Aveyron : La Fédération Chasse le Retour des Passionnés
Une initiative pour raviver la flamme cynégétique
La saison de chasse approche à grands pas dans l’Aveyron, et les nouvelles sont plutôt bonnes : le grand gibier se porte à merveille, et les efforts intensifs des chasseurs commencent à porter leurs fruits concernant le petit gibier. Toutefois, un problème majeur persiste : le nombre de détenteurs de permis de chasse qui ne les valident plus, laissant ainsi les forêts et les plaines orphelines de leurs engagements.
Le défi de la Fédération des Chasseurs de l’Aveyron
Face à cette réalité préoccupante, la Fédération des chasseurs de l’Aveyron a décidé de prendre le taureau par les cornes. Par le biais de leurs réseaux sociaux, ils ont lancé une campagne ambitieuse pour faire revenir sur le terrain les anciens chasseurs. Ceux qui ont cessé de valider leur permis depuis quelques années pourraient être séduits par une nouvelle initiative pleine d’espoir.
Il est important de noter que l’arrêt de la pratique de la chasse n’est souvent qu’une pause temporaire. Divers facteurs peuvent expliquer cette interruption : des changements dans la vie professionnelle, l’arrivée d’un enfant, ou encore des soucis financiers. La passion de la chasse, cependant, reste toujours en sommeil chez ces amoureux de la nature, et la Fédération compte bien réveiller cette passion endormie.
Une offre alléchante : Trois jours pour raviver la flamme
Pour inciter les chasseurs à reprendre leur activité, la Fédération a lancé une opération spéciale nommée « offre le permis ». Contrairement à ce que le nom peut suggérer, il ne s’agit pas d’un permis complet, mais d’une période d’essai de trois jours. Cette offre inclut également trois jours d’assurance chasse, permettant ainsi aux anciens chasseurs de redécouvrir les sensations uniques de la chasse.

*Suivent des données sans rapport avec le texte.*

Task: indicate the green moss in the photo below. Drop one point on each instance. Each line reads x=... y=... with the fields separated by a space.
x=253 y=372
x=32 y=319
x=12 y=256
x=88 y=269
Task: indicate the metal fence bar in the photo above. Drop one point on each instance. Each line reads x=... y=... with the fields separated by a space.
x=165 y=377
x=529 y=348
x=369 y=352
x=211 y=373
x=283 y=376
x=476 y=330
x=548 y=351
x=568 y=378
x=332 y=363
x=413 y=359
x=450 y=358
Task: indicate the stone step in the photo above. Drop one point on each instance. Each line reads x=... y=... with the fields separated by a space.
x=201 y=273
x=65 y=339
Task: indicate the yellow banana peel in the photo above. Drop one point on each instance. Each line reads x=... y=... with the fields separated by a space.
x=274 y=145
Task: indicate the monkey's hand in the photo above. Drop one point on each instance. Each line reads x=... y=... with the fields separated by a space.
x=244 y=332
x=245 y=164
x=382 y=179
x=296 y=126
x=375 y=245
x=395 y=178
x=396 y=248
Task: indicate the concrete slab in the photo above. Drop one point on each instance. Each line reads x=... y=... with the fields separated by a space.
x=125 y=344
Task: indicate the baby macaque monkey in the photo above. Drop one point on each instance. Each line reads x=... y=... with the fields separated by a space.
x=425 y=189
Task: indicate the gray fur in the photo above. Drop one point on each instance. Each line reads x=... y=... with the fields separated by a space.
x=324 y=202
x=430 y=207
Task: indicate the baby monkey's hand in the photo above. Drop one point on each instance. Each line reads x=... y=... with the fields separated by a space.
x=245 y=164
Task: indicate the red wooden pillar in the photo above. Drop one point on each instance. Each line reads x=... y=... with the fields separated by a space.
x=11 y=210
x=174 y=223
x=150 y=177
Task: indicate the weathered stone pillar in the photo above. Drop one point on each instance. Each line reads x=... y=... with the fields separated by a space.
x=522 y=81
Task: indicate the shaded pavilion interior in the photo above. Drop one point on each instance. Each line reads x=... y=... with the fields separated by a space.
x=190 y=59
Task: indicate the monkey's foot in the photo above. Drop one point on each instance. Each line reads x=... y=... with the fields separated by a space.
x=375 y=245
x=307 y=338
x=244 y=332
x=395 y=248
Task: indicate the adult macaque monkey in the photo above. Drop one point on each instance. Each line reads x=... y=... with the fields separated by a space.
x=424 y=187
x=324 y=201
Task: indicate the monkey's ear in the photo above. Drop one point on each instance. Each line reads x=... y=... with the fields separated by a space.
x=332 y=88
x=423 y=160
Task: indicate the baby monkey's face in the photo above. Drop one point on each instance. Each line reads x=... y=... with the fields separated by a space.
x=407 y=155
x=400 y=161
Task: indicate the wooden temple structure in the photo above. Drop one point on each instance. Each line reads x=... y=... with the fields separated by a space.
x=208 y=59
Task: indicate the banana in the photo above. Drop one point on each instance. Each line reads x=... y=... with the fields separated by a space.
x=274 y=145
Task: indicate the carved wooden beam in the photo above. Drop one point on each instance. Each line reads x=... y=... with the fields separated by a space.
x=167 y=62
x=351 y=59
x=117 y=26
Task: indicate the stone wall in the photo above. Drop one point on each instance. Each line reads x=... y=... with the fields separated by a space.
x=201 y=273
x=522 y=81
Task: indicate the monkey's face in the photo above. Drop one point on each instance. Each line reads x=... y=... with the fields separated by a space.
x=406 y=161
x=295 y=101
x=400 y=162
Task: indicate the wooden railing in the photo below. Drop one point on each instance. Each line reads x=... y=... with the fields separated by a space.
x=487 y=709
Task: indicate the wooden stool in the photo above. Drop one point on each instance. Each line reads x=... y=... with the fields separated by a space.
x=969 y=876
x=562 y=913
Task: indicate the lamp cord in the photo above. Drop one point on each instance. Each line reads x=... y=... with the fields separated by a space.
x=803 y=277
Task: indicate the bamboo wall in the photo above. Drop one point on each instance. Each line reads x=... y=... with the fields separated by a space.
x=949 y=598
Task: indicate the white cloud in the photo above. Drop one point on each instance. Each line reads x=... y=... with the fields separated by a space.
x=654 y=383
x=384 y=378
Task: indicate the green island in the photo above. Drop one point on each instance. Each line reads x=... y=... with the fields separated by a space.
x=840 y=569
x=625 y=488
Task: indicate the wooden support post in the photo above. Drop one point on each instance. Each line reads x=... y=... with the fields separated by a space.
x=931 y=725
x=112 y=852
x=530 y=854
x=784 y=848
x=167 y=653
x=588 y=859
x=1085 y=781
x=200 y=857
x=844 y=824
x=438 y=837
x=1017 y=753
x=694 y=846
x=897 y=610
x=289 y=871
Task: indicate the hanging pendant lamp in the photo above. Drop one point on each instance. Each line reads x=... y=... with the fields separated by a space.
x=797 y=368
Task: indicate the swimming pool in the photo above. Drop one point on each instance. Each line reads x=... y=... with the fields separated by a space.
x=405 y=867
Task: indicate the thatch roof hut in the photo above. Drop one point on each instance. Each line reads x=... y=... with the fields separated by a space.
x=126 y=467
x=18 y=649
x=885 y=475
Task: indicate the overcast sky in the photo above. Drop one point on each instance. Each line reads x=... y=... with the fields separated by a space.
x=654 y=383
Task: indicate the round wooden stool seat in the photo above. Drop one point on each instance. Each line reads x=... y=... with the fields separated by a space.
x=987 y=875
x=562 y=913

L’objectif principal de cette initiative est de permettre aux « anciens futurs nouveaux chasseurs » de tester la chasse sous son nouveau format. Le monde cynégétique a connu de nombreuses évolutions ces dernières années, et cette période d’essai pourrait bien raviver la passion et le plaisir que procure cette activité. Si l’expérience s’avère positive, la Fédération espère que ces chasseurs reprendront leur permis de manière durable.
Une remise à niveau indispensable
Pour pouvoir profiter de cette offre, une condition s’impose : une formation de remise à niveau est nécessaire avant de retourner sur le terrain. Cette formation vise à assurer que tous les participants connaissent les nouvelles règlementations et pratiques de sécurité, garantissant ainsi une expérience de chasse sécurisée et agréable pour tous. Une fois cette étape franchie, les chasseurs pourront pleinement apprécier ces trois jours offerts et peut-être se projeter dans de nombreuses saisons à venir.

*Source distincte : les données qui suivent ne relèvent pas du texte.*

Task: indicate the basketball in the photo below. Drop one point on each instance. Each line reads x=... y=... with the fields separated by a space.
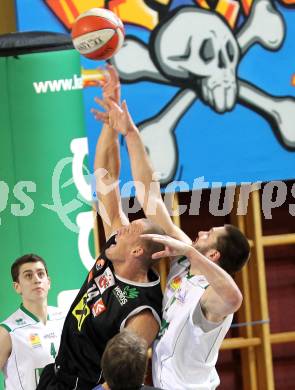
x=98 y=34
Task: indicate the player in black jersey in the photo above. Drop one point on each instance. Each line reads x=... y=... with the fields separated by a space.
x=121 y=290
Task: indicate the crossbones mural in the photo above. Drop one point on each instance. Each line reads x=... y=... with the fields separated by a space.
x=195 y=50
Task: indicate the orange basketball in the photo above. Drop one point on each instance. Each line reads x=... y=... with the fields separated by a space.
x=98 y=34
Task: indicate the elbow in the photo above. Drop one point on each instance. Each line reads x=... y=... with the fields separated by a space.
x=236 y=300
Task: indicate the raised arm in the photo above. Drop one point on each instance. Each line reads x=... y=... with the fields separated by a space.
x=147 y=186
x=5 y=350
x=107 y=164
x=222 y=296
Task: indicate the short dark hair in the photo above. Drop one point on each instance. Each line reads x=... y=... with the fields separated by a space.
x=234 y=249
x=29 y=258
x=124 y=361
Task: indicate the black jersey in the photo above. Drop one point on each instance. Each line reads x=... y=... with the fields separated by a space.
x=99 y=311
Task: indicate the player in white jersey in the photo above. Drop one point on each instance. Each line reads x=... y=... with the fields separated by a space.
x=195 y=318
x=30 y=337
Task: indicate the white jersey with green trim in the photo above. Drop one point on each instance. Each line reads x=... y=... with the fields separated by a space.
x=34 y=345
x=186 y=349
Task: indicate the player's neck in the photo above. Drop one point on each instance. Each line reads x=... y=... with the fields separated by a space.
x=194 y=270
x=39 y=309
x=131 y=272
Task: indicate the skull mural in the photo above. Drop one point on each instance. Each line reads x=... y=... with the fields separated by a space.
x=205 y=56
x=195 y=50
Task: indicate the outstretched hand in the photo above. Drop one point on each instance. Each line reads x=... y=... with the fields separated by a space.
x=173 y=247
x=115 y=116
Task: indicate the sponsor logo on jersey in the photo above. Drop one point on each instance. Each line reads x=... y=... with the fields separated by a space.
x=81 y=311
x=105 y=280
x=98 y=307
x=20 y=321
x=50 y=335
x=99 y=264
x=131 y=292
x=175 y=283
x=35 y=340
x=119 y=294
x=164 y=327
x=127 y=293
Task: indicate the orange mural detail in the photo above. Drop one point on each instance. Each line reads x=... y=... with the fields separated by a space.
x=246 y=5
x=229 y=9
x=135 y=12
x=203 y=4
x=68 y=10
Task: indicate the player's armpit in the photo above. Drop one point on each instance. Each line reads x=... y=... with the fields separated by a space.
x=5 y=350
x=145 y=325
x=215 y=307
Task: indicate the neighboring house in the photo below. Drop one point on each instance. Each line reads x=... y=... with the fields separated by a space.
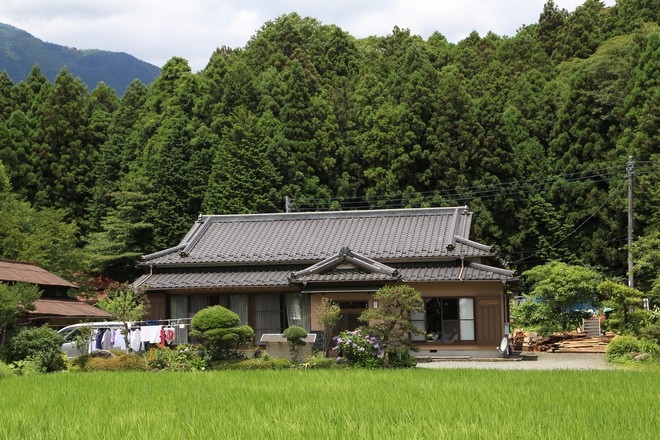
x=273 y=270
x=55 y=307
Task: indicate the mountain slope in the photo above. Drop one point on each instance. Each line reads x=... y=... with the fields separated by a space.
x=20 y=51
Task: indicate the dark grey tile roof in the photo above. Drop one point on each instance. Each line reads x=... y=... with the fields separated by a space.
x=382 y=235
x=217 y=278
x=227 y=277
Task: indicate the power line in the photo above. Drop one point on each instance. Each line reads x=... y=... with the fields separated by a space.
x=501 y=189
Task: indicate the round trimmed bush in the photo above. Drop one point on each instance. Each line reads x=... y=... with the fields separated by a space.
x=216 y=329
x=41 y=345
x=295 y=335
x=214 y=317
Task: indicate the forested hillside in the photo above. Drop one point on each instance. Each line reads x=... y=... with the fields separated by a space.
x=533 y=132
x=20 y=51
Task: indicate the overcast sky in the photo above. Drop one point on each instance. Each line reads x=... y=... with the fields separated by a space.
x=157 y=30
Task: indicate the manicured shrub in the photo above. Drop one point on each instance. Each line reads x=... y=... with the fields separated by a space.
x=622 y=348
x=318 y=362
x=296 y=337
x=123 y=362
x=5 y=370
x=358 y=349
x=214 y=317
x=41 y=345
x=181 y=358
x=216 y=329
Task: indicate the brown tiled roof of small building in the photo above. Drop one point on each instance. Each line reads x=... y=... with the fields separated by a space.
x=70 y=308
x=16 y=271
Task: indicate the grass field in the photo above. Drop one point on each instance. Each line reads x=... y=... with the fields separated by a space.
x=332 y=404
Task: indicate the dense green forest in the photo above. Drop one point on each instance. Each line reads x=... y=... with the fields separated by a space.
x=532 y=131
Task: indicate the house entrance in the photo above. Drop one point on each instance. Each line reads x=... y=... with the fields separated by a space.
x=350 y=311
x=450 y=320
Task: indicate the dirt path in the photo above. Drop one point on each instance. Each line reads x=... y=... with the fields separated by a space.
x=531 y=361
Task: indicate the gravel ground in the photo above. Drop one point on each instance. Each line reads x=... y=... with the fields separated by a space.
x=530 y=361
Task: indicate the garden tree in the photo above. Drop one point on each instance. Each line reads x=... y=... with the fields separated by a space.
x=328 y=314
x=125 y=304
x=392 y=319
x=556 y=289
x=295 y=335
x=40 y=345
x=217 y=330
x=15 y=300
x=623 y=300
x=243 y=180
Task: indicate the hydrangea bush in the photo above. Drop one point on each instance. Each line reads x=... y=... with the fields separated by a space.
x=358 y=349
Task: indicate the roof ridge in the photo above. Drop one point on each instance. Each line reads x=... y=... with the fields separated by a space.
x=493 y=269
x=472 y=243
x=333 y=214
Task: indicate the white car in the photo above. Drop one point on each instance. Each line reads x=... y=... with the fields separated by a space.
x=70 y=332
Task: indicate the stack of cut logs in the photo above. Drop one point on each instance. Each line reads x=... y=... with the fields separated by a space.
x=565 y=342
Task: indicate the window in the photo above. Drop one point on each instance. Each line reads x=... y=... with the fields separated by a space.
x=449 y=320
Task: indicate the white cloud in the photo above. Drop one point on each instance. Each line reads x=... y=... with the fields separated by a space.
x=156 y=30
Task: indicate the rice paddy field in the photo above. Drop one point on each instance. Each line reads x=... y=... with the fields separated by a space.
x=332 y=404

Un enjeu crucial pour l’avenir de la chasse
Cette initiative de la Fédération des chasseurs de l’Aveyron montre à quel point il est important de maintenir une communauté de chasseurs active et engagée. Les défis sont nombreux, mais la passion pour la chasse et la conservation de la faune sauvage sont des motivations puissantes. En offrant cette opportunité, la Fédération espère non seulement voir revenir de nombreux chasseurs sur le terrain, mais aussi renforcer les liens avec la nouvelle génération de pratiquants, pour un avenir cynégétique florissant.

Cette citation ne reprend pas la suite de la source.